Les provinces atlantiques et les territoires du Nord accusent un retard en termes de pénétration, mais représentent un potentiel de croissance matériel à mesure que la couverture par satellite en orbite terrestre basse et les subventions gouvernementales étendent la portée du haut débit. Le mandat du CRTC pour une couverture mobile à 100 % d'ici 2026 réduira le décalage entre les expériences des consommateurs urbains et ruraux. Une fois la connectivité stabilisée, les fournisseurs de services peuvent exploiter le marketing géociblé pour intégrer les populations éloignées. Les sites miniers du Nord déploient déjà des portefeuilles mobiles pour les appareils portables de sécurité et les paiements de quart de travail, établissant des preuves de concept pour une utilisation commerciale plus large. Dans l'ensemble, les disparités régionales se réduisent et les initiatives politiques laissent entrevoir une courbe de croissance plus uniforme à l'échelle nationale pour le marché canadien des paiements mobiles. 

Paysage réglementaire

Les paiements mobiles au Canada s'inscrivent dans un régime de surveillance fédéral en cours de maturation, ancré par la Retail Payment Activities Act (RPAA) et les Retail Payment Activities Regulations, la Banque du Canada étant désignée comme superviseur principal des fournisseurs de services de paiement (FSP). Les exigences d'enregistrement au titre de la RPAA sont devenues obligatoires le 1er novembre 2024, et les exigences relatives à la gestion des risques opérationnels et à la protection des fonds des utilisateurs finaux sont entrées pleinement en vigueur le 8 septembre 2025, formalisant les attentes en matière de gouvernance, de gestion des incidents et de protection des fonds des clients auprès des opérateurs de portefeuilles, des processeurs et autres FSP.

Des règles connexes façonnent également l'économie quotidienne de l'acceptation et les pratiques commerciales. L'Agence de la consommation en matière financière du Canada (ACFC) administre le Code de conduite destiné à l'industrie canadienne des cartes de crédit et de débit, qui établit les obligations des opérateurs de réseaux et des acquéreurs influençant les conditions commerçantes et la transparence dans l'acceptation des portefeuilles mobiles basés sur les cartes. Concernant les pratiques d'identité et de sécurité des portefeuilles, le Conseil du Canada pour l'authentification et l'identité numériques (CCAIN) soutient des lignes directrices de conformité volontaires via le Cadre pancanadien de confiance (PCTF), que les acteurs de l'écosystème utilisent pour s'aligner sur les exigences de sécurité et de confiance des implémentations de portefeuilles numériques.

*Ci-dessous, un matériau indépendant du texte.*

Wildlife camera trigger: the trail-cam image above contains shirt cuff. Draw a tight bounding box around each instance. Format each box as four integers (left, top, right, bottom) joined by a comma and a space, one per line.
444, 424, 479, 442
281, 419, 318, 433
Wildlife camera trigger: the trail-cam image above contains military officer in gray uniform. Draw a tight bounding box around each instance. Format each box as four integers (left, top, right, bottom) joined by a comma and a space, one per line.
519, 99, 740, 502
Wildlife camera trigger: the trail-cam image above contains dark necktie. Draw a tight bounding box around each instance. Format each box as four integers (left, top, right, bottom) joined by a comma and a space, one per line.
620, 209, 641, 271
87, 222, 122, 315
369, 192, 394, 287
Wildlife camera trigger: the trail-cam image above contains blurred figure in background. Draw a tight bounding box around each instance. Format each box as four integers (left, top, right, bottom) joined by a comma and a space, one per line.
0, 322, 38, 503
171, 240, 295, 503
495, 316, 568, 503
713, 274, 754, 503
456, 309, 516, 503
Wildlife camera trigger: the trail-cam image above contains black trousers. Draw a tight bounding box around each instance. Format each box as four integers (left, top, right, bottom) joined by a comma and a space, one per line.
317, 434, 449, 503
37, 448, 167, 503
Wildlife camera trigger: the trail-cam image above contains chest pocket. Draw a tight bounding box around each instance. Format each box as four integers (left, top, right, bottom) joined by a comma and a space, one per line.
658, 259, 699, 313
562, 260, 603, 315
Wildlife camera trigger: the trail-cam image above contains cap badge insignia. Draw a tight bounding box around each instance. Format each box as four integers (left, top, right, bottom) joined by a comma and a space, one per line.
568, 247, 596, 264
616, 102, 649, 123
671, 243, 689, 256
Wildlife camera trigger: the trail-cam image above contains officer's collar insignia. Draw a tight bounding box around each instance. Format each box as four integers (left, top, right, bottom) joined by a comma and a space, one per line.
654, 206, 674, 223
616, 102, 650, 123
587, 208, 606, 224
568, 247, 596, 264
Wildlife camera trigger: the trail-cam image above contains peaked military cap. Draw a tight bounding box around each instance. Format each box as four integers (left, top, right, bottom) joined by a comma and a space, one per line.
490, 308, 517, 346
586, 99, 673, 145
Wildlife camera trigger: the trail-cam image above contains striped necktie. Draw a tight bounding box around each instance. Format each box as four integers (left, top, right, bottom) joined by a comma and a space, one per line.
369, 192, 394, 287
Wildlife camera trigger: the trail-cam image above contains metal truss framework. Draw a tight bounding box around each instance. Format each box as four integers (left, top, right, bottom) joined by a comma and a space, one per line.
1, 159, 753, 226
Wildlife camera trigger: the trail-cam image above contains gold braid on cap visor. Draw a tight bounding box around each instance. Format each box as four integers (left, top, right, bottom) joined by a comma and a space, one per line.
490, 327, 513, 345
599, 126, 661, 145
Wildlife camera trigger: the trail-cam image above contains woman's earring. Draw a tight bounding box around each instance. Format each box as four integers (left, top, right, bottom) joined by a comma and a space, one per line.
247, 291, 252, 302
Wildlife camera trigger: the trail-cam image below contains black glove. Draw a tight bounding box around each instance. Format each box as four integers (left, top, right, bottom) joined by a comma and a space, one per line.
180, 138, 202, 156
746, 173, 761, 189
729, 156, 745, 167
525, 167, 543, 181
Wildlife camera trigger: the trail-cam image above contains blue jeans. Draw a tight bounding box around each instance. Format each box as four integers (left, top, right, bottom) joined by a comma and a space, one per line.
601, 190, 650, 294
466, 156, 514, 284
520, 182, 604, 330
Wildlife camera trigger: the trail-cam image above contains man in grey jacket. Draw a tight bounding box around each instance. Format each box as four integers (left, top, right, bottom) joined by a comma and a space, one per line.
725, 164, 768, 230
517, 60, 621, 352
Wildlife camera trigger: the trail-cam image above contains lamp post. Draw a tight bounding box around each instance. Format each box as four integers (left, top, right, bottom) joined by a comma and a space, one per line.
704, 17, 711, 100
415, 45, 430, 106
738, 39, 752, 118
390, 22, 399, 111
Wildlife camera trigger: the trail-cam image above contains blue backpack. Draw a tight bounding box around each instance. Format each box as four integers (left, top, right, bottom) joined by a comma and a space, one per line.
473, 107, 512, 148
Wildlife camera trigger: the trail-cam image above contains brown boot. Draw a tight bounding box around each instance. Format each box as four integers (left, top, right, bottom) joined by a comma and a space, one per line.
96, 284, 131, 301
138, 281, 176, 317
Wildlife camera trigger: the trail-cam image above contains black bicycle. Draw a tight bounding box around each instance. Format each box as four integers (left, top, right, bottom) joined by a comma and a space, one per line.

Analyse de la chaîne de valeur

La chaîne de valeur des paiements mobiles au Canada débute avec les plateformes d'appareils et les interfaces de portefeuilles (par exemple, Apple Pay, Google Pay et Samsung Pay) et se poursuit avec les couches d'acceptation commerçante et d'orchestration (fournisseurs de terminaux de point de vente, fournisseurs de softPOS, passerelles de paiement et plateformes à valeur ajoutée). Les transactions sont traitées par des acquéreurs et des processeurs (tels que Moneris et d'autres facilitateurs), acheminées via les réseaux de cartes et les rails de débit nationaux (notamment Interac) ou des liens bancaires directs, et réglées via l'infrastructure de compensation canadienne. Les banques et coopératives de crédit demeurent les émetteurs et détenteurs de comptes centraux, tandis que les fintechs et facilitateurs de paiement ajoutent des capacités telles que les transferts transfrontaliers, l'activation des PME, le paiement intégré et les outils de gestion des risques.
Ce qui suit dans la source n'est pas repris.